= The Fruit & Veggie Prescription Program =

American nutrition program

The Fruit & Vegetable Prescription Program, also known as FVRx, is one of three of Wholesome Wave's programs. The program aims to provide under-served communities with fresh fruits and vegetables by allowing consumers to exchange healthcare provider-generated “prescriptions” for local fresh fruit and vegetables at participating, local farmers' markets.

==History==
In 2010, Wholesome Wave implemented a feasibility study where a total of 246 participants were served in five New England cities through work with three healthcare partners and a statewide network of farmers markets during the 2010 farmers' market season. The CAVU foundation, Ceiling and Visibility Unlimited, sponsored the clinics that administer the Fruit & Veggie Prescription Program. The Massachusetts Department of Agriculture as well as Wholesome Wave each contributed $10,000 in seed money to the pilot program.

Wholesome Wave expanded the program during its 2011 pilot season to sites in Massachusetts, Maine, California and Rhode Island. In 2012, the program expanded to include twelve sites in seven states throughout the United States and the District of Columbia.

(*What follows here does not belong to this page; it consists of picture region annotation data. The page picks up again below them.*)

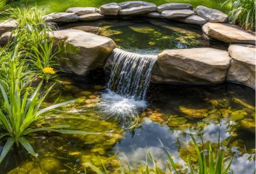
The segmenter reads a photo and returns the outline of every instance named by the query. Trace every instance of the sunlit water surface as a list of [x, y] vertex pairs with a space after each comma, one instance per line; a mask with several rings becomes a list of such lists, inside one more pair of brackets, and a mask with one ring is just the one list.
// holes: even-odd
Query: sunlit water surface
[[[124, 154], [134, 168], [145, 163], [146, 146], [158, 166], [165, 169], [167, 157], [160, 139], [181, 165], [189, 157], [196, 159], [188, 133], [201, 133], [213, 147], [231, 136], [227, 155], [235, 154], [231, 166], [235, 174], [253, 173], [255, 169], [255, 91], [239, 85], [184, 86], [152, 85], [146, 102], [127, 99], [108, 91], [102, 77], [63, 79], [44, 105], [78, 99], [76, 103], [47, 115], [51, 124], [70, 124], [71, 128], [102, 135], [63, 135], [44, 132], [29, 137], [38, 159], [22, 148], [13, 149], [0, 165], [0, 173], [83, 173], [87, 162], [100, 165], [98, 155], [113, 172]], [[243, 104], [237, 100], [244, 102]], [[148, 105], [146, 106], [146, 104]], [[143, 111], [141, 109], [145, 108]], [[250, 108], [250, 106], [249, 106]], [[105, 109], [104, 109], [105, 108]], [[138, 109], [139, 108], [139, 109]], [[111, 113], [115, 117], [108, 117]], [[126, 113], [124, 115], [123, 113]], [[130, 113], [141, 119], [119, 121]], [[115, 117], [117, 119], [115, 119]], [[233, 133], [227, 131], [233, 126]], [[200, 140], [198, 139], [198, 141]], [[3, 146], [0, 146], [0, 150]]]

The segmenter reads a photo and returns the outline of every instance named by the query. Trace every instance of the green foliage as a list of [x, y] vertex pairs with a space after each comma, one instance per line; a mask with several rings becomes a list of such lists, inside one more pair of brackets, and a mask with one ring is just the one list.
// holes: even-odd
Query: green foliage
[[[190, 173], [198, 173], [198, 174], [228, 174], [229, 173], [229, 169], [233, 161], [233, 157], [230, 159], [229, 162], [227, 165], [226, 164], [225, 162], [227, 160], [227, 158], [225, 158], [225, 153], [226, 151], [226, 148], [221, 149], [221, 146], [220, 144], [220, 136], [219, 136], [219, 140], [217, 145], [217, 150], [216, 153], [215, 153], [212, 149], [212, 145], [209, 144], [208, 149], [204, 148], [204, 142], [202, 142], [202, 146], [198, 144], [194, 137], [192, 135], [191, 135], [192, 138], [194, 150], [197, 156], [197, 164], [192, 165], [191, 162], [189, 161], [188, 163], [188, 167], [184, 166], [185, 169], [183, 171], [180, 171], [178, 169], [178, 167], [174, 162], [172, 157], [170, 153], [167, 150], [167, 149], [163, 146], [163, 143], [160, 141], [160, 143], [162, 144], [163, 148], [165, 151], [168, 159], [169, 162], [166, 164], [166, 166], [167, 168], [171, 171], [174, 172], [174, 173], [176, 174], [181, 174], [181, 173], [187, 173], [188, 171], [190, 171]], [[202, 146], [202, 150], [200, 150], [200, 147]], [[207, 153], [206, 153], [207, 152]], [[153, 168], [150, 168], [148, 165], [148, 157], [146, 155], [146, 165], [143, 167], [143, 169], [141, 171], [141, 173], [143, 174], [149, 174], [149, 173], [166, 173], [166, 172], [161, 171], [159, 168], [157, 167], [155, 160], [150, 153], [149, 151], [147, 152], [147, 155], [150, 157], [150, 159], [153, 164]], [[206, 158], [206, 156], [208, 155], [208, 160]], [[101, 168], [103, 169], [102, 170], [100, 168], [98, 168], [93, 164], [86, 162], [85, 164], [86, 166], [91, 168], [93, 171], [94, 171], [97, 174], [108, 174], [108, 171], [106, 169], [106, 167], [103, 162], [101, 161], [100, 159], [99, 159], [101, 163]], [[120, 168], [119, 169], [119, 173], [137, 173], [136, 171], [132, 171], [131, 169], [131, 166], [130, 166], [127, 159], [127, 165], [126, 166], [124, 166], [122, 164], [120, 164]], [[126, 167], [126, 168], [125, 168]], [[124, 169], [128, 168], [127, 171], [125, 171]], [[86, 169], [85, 169], [85, 173], [86, 173]]]
[[[49, 36], [52, 27], [45, 21], [43, 11], [35, 7], [21, 6], [10, 10], [10, 16], [19, 24], [12, 32], [13, 44], [19, 43], [27, 52], [26, 59], [38, 77], [48, 82], [56, 76], [58, 69], [53, 52], [53, 39]], [[45, 69], [46, 68], [46, 69]], [[51, 69], [51, 71], [45, 70]]]
[[245, 30], [255, 30], [255, 0], [227, 0], [224, 4], [230, 3], [231, 10], [229, 14], [229, 21], [239, 24]]
[[6, 0], [0, 0], [0, 11], [3, 11], [6, 9]]

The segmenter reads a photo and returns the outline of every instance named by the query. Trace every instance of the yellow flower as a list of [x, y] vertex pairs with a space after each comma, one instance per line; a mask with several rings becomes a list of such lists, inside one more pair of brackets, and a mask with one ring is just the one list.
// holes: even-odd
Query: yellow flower
[[43, 72], [45, 73], [51, 73], [51, 74], [55, 73], [54, 69], [53, 69], [52, 68], [50, 68], [50, 67], [46, 67], [46, 68], [43, 68]]

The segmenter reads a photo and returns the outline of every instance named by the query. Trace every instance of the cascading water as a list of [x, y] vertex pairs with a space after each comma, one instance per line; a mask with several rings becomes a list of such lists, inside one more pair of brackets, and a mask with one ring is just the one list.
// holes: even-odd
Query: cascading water
[[145, 99], [157, 58], [156, 55], [114, 50], [112, 72], [100, 103], [106, 115], [119, 120], [124, 125], [146, 106]]

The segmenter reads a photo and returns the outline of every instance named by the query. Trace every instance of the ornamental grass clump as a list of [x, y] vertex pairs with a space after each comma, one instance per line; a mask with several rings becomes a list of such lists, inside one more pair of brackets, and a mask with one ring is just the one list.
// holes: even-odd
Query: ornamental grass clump
[[229, 18], [232, 23], [240, 24], [246, 30], [255, 30], [255, 0], [227, 0], [223, 5], [226, 3], [231, 6]]

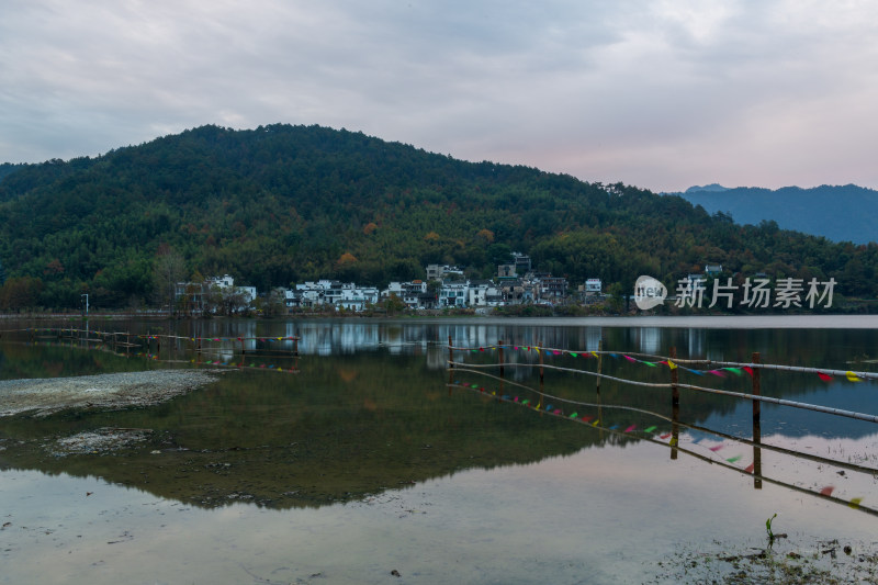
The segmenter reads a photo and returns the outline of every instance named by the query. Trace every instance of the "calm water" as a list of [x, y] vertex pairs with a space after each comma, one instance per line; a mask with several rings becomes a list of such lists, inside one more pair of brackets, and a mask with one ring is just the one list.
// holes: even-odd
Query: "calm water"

In July 2013, FVRx launched a four-month-long pilot that brought the program to two New York City Hospitals in Harlem and the Bronx. The pilot was run through partnership with the New York City Health and Hospitals Corporation (HHC) and was funded through a $250,000 grant from the Laurie M. Tisch Illumination Fund as part of their Healthy Food and Community Change initiative. "The Fruit and Vegetable Prescription Program — FVRx — turns local farmers markets into pharmacies," says the Wall Street Journal. "Patients receive $2 of 'Health Bucks' coupons for each member of the family, and the coupons can be used to buy fresh produce once a week. Health Bucks are redeemable at any of the city's 142 farmers markets."

==Mission and goals==
It is the goal of Wholesome Wave's Fruit & Veggie Prescription Program to bring access to produce to at-risk consumers as 32 million Americans are currently living in food deserts with little access to grocery stores. Additionally, its mission is to fight childhood obesity in children of low-income families. Coupons amounting to a dollar a day for each member of a patient's family are prescribed to promote healthy eating.

==FVRx Process==
For a patient and their children to participate in the program, they are enrolled by their primary care provider who then introduces them to a nutritionist. The nutritionist will then meet with the participants each month to establish a plan that will reinforce healthy eating habits within the family. After their level of need is established based on consumption habits and Body Mass Index (BMI), the family's health care provider will then distribute prescriptions of a specified number of servings of fruits and vegetables per day. These prescriptions can then be redeemed at participating farmers' markets. These prescriptions can be redeemed weekly throughout participation in the 4-6 month long program and are refilled monthly by the health care provider who will set new goals for healthy eating.